Der Frontline Club kämpft für Pressefreiheit und organisiert Diskussionsrunden. Smith versprach, Assange weiter zu unterstützen. "Ich bin misstrauisch, was die Vorwürfe gegen Herrn Assange angeht, und hoffe, dass dies vor Gericht einwandfrei geregelt wird", sagte Smith. Fast alle der etwa 1500 Mitglieder des Frontline-Clubs stünden hinter Assange.

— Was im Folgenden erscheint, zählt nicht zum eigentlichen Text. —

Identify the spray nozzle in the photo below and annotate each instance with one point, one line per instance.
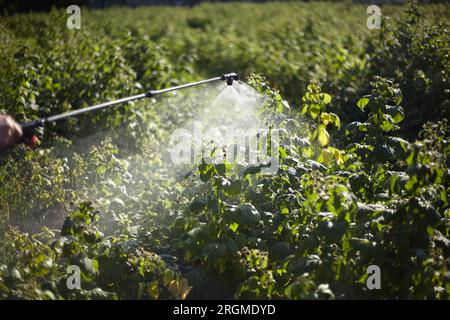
(230, 77)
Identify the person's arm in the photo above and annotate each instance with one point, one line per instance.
(10, 131)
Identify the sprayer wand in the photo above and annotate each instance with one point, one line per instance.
(29, 127)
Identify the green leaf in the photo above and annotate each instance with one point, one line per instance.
(362, 103)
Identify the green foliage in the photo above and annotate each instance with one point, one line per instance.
(352, 189)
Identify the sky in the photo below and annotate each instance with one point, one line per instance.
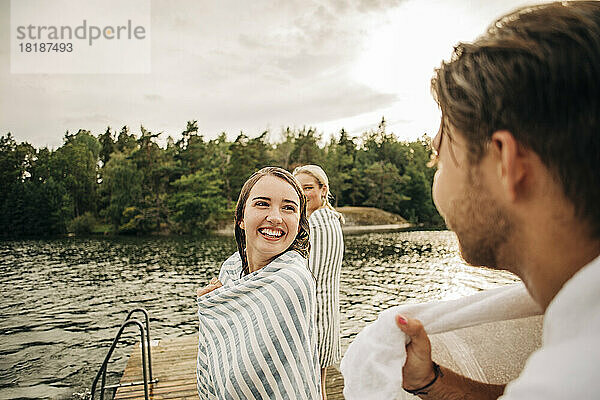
(258, 65)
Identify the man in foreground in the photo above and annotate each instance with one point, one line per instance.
(519, 182)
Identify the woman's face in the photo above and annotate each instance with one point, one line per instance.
(314, 193)
(271, 220)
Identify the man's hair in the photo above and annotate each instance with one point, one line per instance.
(535, 73)
(301, 243)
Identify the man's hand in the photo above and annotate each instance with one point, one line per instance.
(418, 369)
(214, 284)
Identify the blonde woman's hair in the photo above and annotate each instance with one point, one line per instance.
(321, 177)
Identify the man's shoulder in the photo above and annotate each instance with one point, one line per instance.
(565, 370)
(565, 367)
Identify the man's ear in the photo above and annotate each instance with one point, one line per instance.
(511, 165)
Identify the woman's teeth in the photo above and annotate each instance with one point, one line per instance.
(271, 232)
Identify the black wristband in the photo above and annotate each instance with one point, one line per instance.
(437, 372)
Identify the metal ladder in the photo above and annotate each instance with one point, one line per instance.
(145, 345)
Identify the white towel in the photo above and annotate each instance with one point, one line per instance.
(372, 365)
(257, 335)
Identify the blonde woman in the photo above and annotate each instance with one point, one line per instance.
(325, 261)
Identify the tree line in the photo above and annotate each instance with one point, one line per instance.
(126, 183)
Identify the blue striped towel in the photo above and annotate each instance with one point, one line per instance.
(257, 334)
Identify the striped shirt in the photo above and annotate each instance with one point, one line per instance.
(256, 335)
(325, 262)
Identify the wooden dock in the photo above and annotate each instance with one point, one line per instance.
(174, 364)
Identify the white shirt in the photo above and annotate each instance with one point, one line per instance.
(567, 366)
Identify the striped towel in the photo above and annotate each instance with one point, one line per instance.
(325, 262)
(257, 335)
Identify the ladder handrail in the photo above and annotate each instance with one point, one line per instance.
(128, 321)
(147, 317)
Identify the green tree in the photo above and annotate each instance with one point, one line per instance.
(197, 204)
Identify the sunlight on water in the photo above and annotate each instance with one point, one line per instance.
(65, 299)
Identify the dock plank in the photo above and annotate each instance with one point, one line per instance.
(174, 365)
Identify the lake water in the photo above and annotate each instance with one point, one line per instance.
(64, 299)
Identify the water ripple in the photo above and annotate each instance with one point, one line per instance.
(65, 299)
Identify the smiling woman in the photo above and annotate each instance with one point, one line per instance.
(257, 327)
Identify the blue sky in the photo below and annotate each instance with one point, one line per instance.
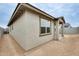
(69, 11)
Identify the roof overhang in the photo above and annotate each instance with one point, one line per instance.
(60, 19)
(21, 7)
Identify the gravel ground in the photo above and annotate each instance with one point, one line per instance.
(69, 46)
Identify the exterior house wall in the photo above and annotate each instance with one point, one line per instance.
(1, 32)
(71, 30)
(26, 31)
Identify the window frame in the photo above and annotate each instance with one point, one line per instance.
(44, 34)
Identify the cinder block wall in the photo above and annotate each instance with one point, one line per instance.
(1, 32)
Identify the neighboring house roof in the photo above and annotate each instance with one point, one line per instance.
(20, 9)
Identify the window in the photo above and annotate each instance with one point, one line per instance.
(45, 26)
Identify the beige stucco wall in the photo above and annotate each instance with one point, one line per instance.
(1, 32)
(26, 31)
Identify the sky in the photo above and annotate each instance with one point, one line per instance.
(70, 11)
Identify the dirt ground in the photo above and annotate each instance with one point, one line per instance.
(69, 46)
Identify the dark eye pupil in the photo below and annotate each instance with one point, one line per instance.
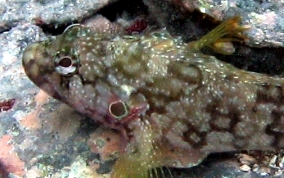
(65, 62)
(66, 65)
(118, 109)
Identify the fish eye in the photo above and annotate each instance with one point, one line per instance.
(118, 109)
(65, 65)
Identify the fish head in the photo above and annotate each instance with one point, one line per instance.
(73, 68)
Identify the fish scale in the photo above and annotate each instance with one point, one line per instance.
(189, 103)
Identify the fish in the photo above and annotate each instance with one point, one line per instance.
(171, 104)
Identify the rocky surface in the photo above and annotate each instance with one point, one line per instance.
(40, 137)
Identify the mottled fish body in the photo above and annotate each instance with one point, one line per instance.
(168, 100)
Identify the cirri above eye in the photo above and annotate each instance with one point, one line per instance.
(66, 65)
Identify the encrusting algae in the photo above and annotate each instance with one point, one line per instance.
(171, 104)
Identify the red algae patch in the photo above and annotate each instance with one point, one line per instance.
(64, 121)
(106, 142)
(8, 158)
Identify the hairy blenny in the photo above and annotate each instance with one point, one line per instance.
(172, 104)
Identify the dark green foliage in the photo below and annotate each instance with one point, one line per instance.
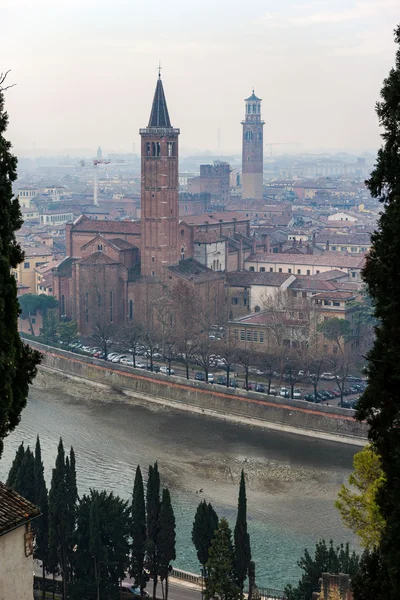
(371, 581)
(220, 582)
(25, 479)
(18, 362)
(138, 533)
(16, 465)
(50, 325)
(60, 517)
(242, 538)
(380, 404)
(327, 559)
(40, 526)
(166, 538)
(204, 527)
(102, 546)
(153, 514)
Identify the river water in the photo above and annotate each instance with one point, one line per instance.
(292, 481)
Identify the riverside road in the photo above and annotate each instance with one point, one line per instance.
(292, 480)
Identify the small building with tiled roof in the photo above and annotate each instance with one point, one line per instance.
(16, 545)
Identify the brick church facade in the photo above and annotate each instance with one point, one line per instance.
(114, 271)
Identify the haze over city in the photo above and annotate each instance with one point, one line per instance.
(85, 71)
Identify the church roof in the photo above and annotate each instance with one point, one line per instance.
(252, 98)
(159, 116)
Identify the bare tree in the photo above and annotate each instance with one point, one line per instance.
(131, 336)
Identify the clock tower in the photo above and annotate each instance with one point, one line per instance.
(252, 150)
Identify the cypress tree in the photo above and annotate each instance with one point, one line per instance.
(18, 361)
(166, 538)
(220, 582)
(59, 517)
(204, 527)
(242, 538)
(12, 475)
(138, 533)
(25, 479)
(40, 525)
(153, 515)
(380, 403)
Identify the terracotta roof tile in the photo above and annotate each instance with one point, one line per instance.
(14, 509)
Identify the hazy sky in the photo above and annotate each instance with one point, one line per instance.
(86, 70)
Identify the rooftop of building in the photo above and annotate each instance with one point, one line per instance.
(214, 218)
(335, 259)
(247, 278)
(14, 510)
(194, 271)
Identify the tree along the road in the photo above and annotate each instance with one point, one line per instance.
(153, 515)
(138, 533)
(60, 517)
(40, 526)
(327, 559)
(221, 582)
(166, 539)
(380, 403)
(242, 538)
(101, 556)
(358, 503)
(18, 361)
(16, 464)
(203, 532)
(24, 482)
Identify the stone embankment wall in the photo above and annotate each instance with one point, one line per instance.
(199, 395)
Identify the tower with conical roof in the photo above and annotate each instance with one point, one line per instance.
(252, 149)
(159, 189)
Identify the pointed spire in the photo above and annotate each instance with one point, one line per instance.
(159, 116)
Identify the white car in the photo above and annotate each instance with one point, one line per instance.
(166, 371)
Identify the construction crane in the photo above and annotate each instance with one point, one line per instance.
(96, 162)
(270, 144)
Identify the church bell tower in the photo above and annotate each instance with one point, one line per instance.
(159, 189)
(252, 150)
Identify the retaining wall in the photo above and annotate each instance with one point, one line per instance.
(293, 413)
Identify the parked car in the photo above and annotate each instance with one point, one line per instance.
(128, 590)
(328, 376)
(309, 398)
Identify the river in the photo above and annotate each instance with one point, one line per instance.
(292, 481)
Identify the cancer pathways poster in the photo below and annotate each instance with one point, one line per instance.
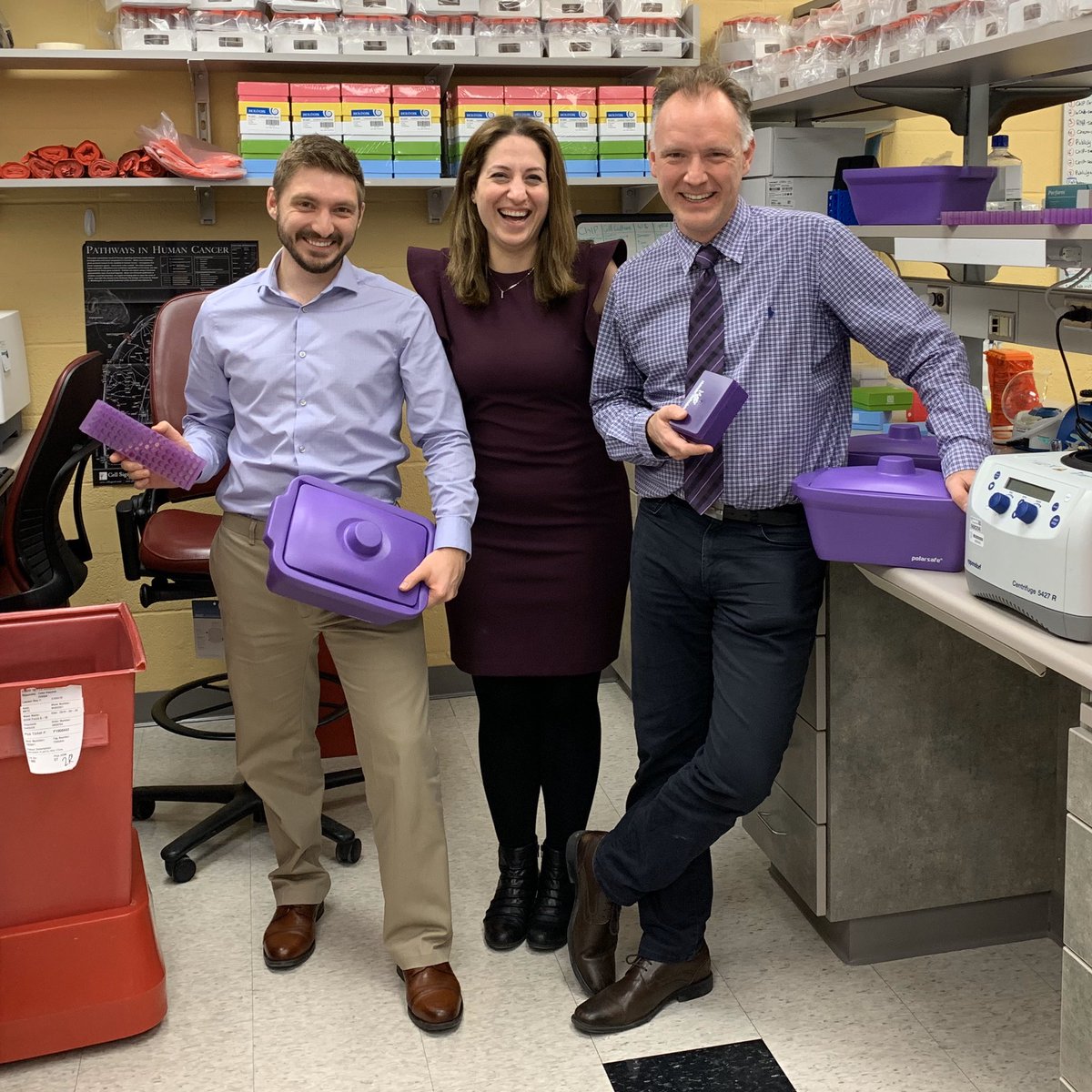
(125, 284)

Unterdessen ist die Zahl der Mirror, auf denen die Inhalte der Whistleblower-Plattform gespiegelt werden, auf über 1000 angestiegen. Unter der ursprünglichen Adresse wikileaks.org ist die Plattform weiterhin nicht erreichbar, mittlerweile möglicherweise als Vorsichtsmaßnahme, damit US-amerikanische Behörden keinen Zugriff auf den US-Betreiber der .org-Domain haben. Thuy Ledinh von der Public Interest Registry of Reston, die die .org-Registry betreibt, sagte laut einem CNet-Bericht, seine Organisation sei aber nicht von den Behörden aufgefordert worden, wikileaks.org dauerhaft vom Netz zu nehmen. Momentan ist die Plattform über wikileaks.ch sowie unter anderem über wikileaks.de und wikileaks.no erreichbar. Neben den unzähligen Spiegelservern und den unterschiedlichen Domainnamen sind für die derzeitige Hauptdomain wikileaks.ch nunmher auch insgesamt 13 Nameserver eingetragen , um das Abschalten der Domain durch einen einzelnen DNS-Provider zu verhindern

Derweil gehen die dDoS-Attacken gegen Finanzdienstleister, die Konten oder Zahlungsmöglichkeiten von Wikileaks gesperrt haben, weiter. Die Banksparte der Schweizer Post, postfinance.ch, ist im Internet immer noch nicht wieder verfügbar. Auch unter anderem mastercard.com ist nicht oder nur sehr schwer erreichbar. Für die Aktionen erklärte sich die "Operation Payback " verantwortlich. (anw)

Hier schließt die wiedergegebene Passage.